一、概述
系统进入suspended或进程被加入到cgroup冻结或解冻分组,用户进程和部分内核线程被冻结后,会剥夺执行cpu资源,解冻或唤醒后恢复正常。
二、进程冻结与解冻原理
2.1 进程冻结
用户进程和内核线程冻结的基本流程:
内核态线程可直接唤醒执行冻结操作,用户进程则需要在其返回到用户态时才能执行冻结操作。这是因为若其在内核态执行时被冻结,若其正好持有一些锁,则可能会导致死锁。为此,内核通过了一个比较巧妙的方式实现了冻结流程。它首先为该进程设置了一个信号pending标志TIF_SIGPENDING,但并不向该进程发送实际的信号,然后通过ipi唤醒该进程执行。由于ipi会进行进程内核的中断处理流程,当其处理完成后,会调用ret_to_user函数返回用户态,而该函数会调用信号处理函数检查是否有pending的中断需要处理,由于先前已经设置了信号的pending标志,因此会执行信号处理流程。

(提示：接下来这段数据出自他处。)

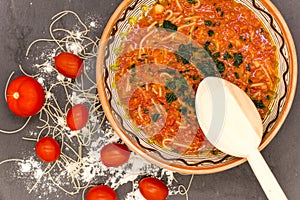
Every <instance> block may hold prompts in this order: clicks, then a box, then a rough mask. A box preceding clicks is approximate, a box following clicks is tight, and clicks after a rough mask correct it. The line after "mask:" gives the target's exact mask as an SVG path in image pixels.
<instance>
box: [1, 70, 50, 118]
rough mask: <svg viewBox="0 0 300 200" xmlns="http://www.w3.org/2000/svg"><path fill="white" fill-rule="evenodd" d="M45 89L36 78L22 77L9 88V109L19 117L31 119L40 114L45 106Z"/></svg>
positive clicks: (7, 103)
mask: <svg viewBox="0 0 300 200" xmlns="http://www.w3.org/2000/svg"><path fill="white" fill-rule="evenodd" d="M44 101H45V94H44V89H43V87H42V86H41V85H40V83H39V82H37V81H36V80H35V79H34V78H32V77H29V76H20V77H18V78H16V79H14V80H13V81H12V82H11V83H10V84H9V85H8V88H7V91H6V102H7V105H8V108H9V109H10V110H11V111H12V112H13V113H14V114H15V115H17V116H20V117H29V116H32V115H35V114H36V113H38V112H39V111H40V110H41V108H42V107H43V105H44Z"/></svg>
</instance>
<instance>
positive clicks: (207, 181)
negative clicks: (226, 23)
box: [0, 0, 300, 200]
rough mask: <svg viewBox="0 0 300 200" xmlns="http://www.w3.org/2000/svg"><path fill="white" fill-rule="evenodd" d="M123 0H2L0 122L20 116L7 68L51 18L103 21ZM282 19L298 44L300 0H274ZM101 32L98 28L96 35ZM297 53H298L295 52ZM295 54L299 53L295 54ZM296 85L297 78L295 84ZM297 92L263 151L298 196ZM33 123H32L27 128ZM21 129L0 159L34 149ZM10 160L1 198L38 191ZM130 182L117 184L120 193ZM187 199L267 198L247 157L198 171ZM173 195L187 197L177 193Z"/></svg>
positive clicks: (282, 176)
mask: <svg viewBox="0 0 300 200" xmlns="http://www.w3.org/2000/svg"><path fill="white" fill-rule="evenodd" d="M120 2H121V0H111V1H107V0H85V1H79V0H51V1H46V0H19V1H16V0H0V44H1V47H0V55H1V56H0V75H1V79H0V127H1V128H5V129H13V128H14V127H16V126H19V125H21V124H22V122H23V121H22V120H21V119H19V118H17V117H15V116H13V115H12V114H11V113H10V112H9V111H8V109H7V107H6V104H5V100H4V93H3V92H4V85H5V83H6V79H7V77H8V74H10V72H11V71H12V70H16V71H18V69H17V66H18V64H23V63H24V62H25V61H24V55H25V50H26V47H27V46H28V45H29V44H30V42H31V41H33V40H34V39H37V38H43V37H48V26H49V21H50V18H51V17H52V16H53V15H54V14H56V13H58V12H60V11H62V10H73V11H75V12H77V13H78V14H79V15H80V16H81V17H82V18H84V17H85V16H89V15H94V16H98V17H101V19H102V25H103V26H105V24H106V22H107V20H108V18H109V16H111V14H112V13H113V11H114V10H115V9H116V8H117V6H118V5H119V4H120ZM272 2H273V3H274V4H275V5H276V6H277V8H278V9H279V11H280V12H281V13H282V15H283V16H284V18H285V19H286V22H287V24H288V25H289V27H290V30H291V32H292V34H293V37H294V41H295V44H296V47H297V48H298V49H299V44H300V36H299V35H300V23H299V19H300V12H299V10H300V1H299V0H286V1H282V0H273V1H272ZM100 35H101V33H99V36H100ZM298 55H299V54H298ZM298 58H299V56H298ZM298 85H299V84H298ZM299 98H300V93H299V91H298V92H297V93H296V96H295V101H294V104H293V107H292V110H291V112H290V114H289V116H288V118H287V120H286V122H285V124H284V125H283V127H282V128H281V130H280V131H279V133H278V135H277V136H276V138H275V139H274V140H273V141H272V142H271V144H270V145H269V146H268V147H267V148H266V149H265V150H263V152H262V153H263V155H264V157H265V159H266V161H267V162H268V164H269V166H270V168H271V169H272V170H273V172H274V174H275V175H276V177H277V179H278V181H279V182H280V183H281V185H282V188H283V189H284V191H285V192H286V194H287V196H288V197H289V199H300V190H299V188H300V178H299V177H298V176H299V171H300V156H299V151H300V135H299V130H300V121H299V119H300V112H299V109H300V101H299ZM31 127H32V128H34V125H30V126H29V127H28V129H30V128H31ZM22 135H23V133H22V132H21V133H19V134H16V135H2V134H1V135H0V161H1V160H4V159H7V158H14V157H22V155H23V152H28V151H32V150H33V147H34V146H33V144H32V143H28V142H24V141H22V140H21V136H22ZM13 170H14V167H13V165H11V164H5V165H1V166H0V200H17V199H23V200H32V199H38V197H37V196H36V195H32V194H28V191H27V190H26V189H25V185H24V184H25V183H24V181H20V180H17V179H15V178H14V176H13V174H14V173H13V172H12V171H13ZM179 180H180V182H182V183H184V184H187V183H188V181H189V176H179ZM129 187H130V185H127V186H126V187H123V188H121V189H120V190H118V194H119V197H122V196H123V195H124V191H126V190H128V189H129ZM189 197H190V199H192V200H194V199H203V200H206V199H210V200H212V199H222V200H223V199H224V200H225V199H227V200H241V199H253V200H257V199H266V197H265V195H264V193H263V191H262V190H261V188H260V186H259V184H258V182H257V181H256V179H255V177H254V175H253V173H252V171H251V169H250V167H249V165H248V164H247V163H245V164H243V165H241V166H239V167H236V168H234V169H231V170H228V171H225V172H222V173H217V174H210V175H197V176H196V177H195V179H194V182H193V184H192V186H191V189H190V192H189ZM80 198H81V197H80V196H67V195H61V196H60V197H59V198H57V197H55V196H48V198H47V199H50V200H52V199H64V200H68V199H80ZM171 199H185V198H184V197H181V196H177V197H172V198H171Z"/></svg>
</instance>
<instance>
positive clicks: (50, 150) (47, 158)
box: [35, 137, 60, 162]
mask: <svg viewBox="0 0 300 200" xmlns="http://www.w3.org/2000/svg"><path fill="white" fill-rule="evenodd" d="M35 152H36V154H37V156H38V157H39V158H40V159H41V160H42V161H44V162H54V161H56V160H57V159H58V158H59V156H60V146H59V144H58V142H57V141H56V140H55V139H53V138H52V137H43V138H41V139H40V140H39V141H38V142H37V143H36V146H35Z"/></svg>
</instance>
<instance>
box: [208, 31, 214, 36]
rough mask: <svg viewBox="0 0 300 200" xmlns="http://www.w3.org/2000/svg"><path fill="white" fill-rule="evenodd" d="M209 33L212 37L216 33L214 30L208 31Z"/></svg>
mask: <svg viewBox="0 0 300 200" xmlns="http://www.w3.org/2000/svg"><path fill="white" fill-rule="evenodd" d="M207 34H208V36H209V37H212V36H213V35H214V34H215V32H214V31H213V30H209V31H207Z"/></svg>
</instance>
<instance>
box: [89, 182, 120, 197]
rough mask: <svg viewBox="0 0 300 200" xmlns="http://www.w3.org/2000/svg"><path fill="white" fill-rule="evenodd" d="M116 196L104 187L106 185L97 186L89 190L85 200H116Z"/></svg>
mask: <svg viewBox="0 0 300 200" xmlns="http://www.w3.org/2000/svg"><path fill="white" fill-rule="evenodd" d="M116 199H117V194H116V192H115V191H114V190H113V189H112V188H110V187H108V186H106V185H98V186H95V187H93V188H92V189H90V190H89V191H88V192H87V194H86V200H116Z"/></svg>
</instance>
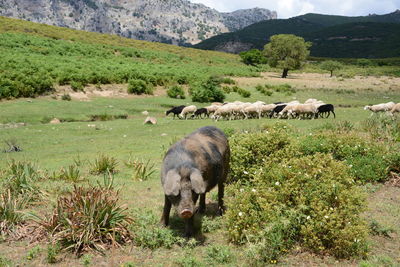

此时,会发现进程冻结相关的全局变量已设置,故进程将执行冻结流程。
2.1.1 冻结用户进程
int freeze_processes(void)
{
int error;
error = __usermodehelper_disable(UMH_FREEZING);
if (error)
return error;
/* Make sure this task doesn't get frozen */
current->flags |= PF_SUSPEND_TASK;
if (!pm_freezing)
atomic_inc(&system_freezing_cnt);
pm_wakeup_clear(0);
pr_info("%s:Freezing user space processes ... ", STR_KERNEL_LOG_ENTER);
pm_freezing = true;
// true表示用户进程
error = try_to_freeze_tasks(true);
if (!error) {
__usermodehelper_set_disable_depth(UMH_DISABLED);
pr_cont("done.");
}
pr_cont("\n");
BUG_ON(in_atomic());
/*
* Now that the whole userspace is frozen we need to disable
* the OOM killer to disallow any further interference with
* killable tasks. There is no guarantee oom victims will
* ever reach a point they go away we have to wait with a timeout.
*/
if (!error && !oom_killer_disable(msecs_to_jiffies(freeze_timeout_msecs)))
error = -EBUSY;
if (error)
thaw_processes();
return error;
}
static int try_to_freeze_tasks(bool user_only) {
if (!user_only)
freeze_workqueues_begin();
while (true) {
todo = 0;
read_lock(&tasklist_lock);
for_each_process_thread(g, p) {
if (p == current || !freeze_task(p))
continue;
......
}
......
}
bool freeze_task(struct task_struct *p)
{
unsigned long flags;
/*
* This check can race with freezer_do_not_count, but worst case that
* will result in an extra wakeup being sent to the task. It does not
* race with freezer_count(), the barriers in freezer_count() and
* freezer_should_skip() ensure that either freezer_count() sees
* freezing == true in try_to_freeze() and freezes, or
* freezer_should_skip() sees !PF_FREEZE_SKIP and freezes the task
* normally.
*/
// 若进程设置了PF_FREEZER_SKIP,则不能冻结
if (freezer_should_skip(p))
return false;
spin_lock_irqsave(&freezer_lock, flags);
if (!freezing(p) || frozen(p)) {
spin_unlock_irqrestore(&freezer_lock, flags);
return false;
}
// 如果是用户进程,需要先发送伪信号,当进程返回用户空间时处理信号过程中被冻结,因为若其在内核态执行时被冻结,若其正好持有一些锁,则可能会导致死锁
// 如果是内核线程,直接冻结,并将状态设置为TASK_INTERRUPTIBLE
if (!(p->flags & PF_KTHREAD))
fake_signal_wake_up(p);
else
wake_up_state(p, TASK_INTERRUPTIBLE);
spin_unlock_irqrestore(&freezer_lock, flags);
return true;
}
// kernel/kernel/signal.c
oid signal_wake_up_state(struct task_struct *t, unsigned int state)
{
// 设置TIF_SIGPENDING信号,在get_signal函数中获取处理
set_tsk_thread_flag(t, TIF_SIGPENDING);
/*
* TASK_WAKEKILL also means wake it up in the stopped/traced/killable
* case. We don't check t->state here because there is a race with it
* executing another processor and just now entering stopped state.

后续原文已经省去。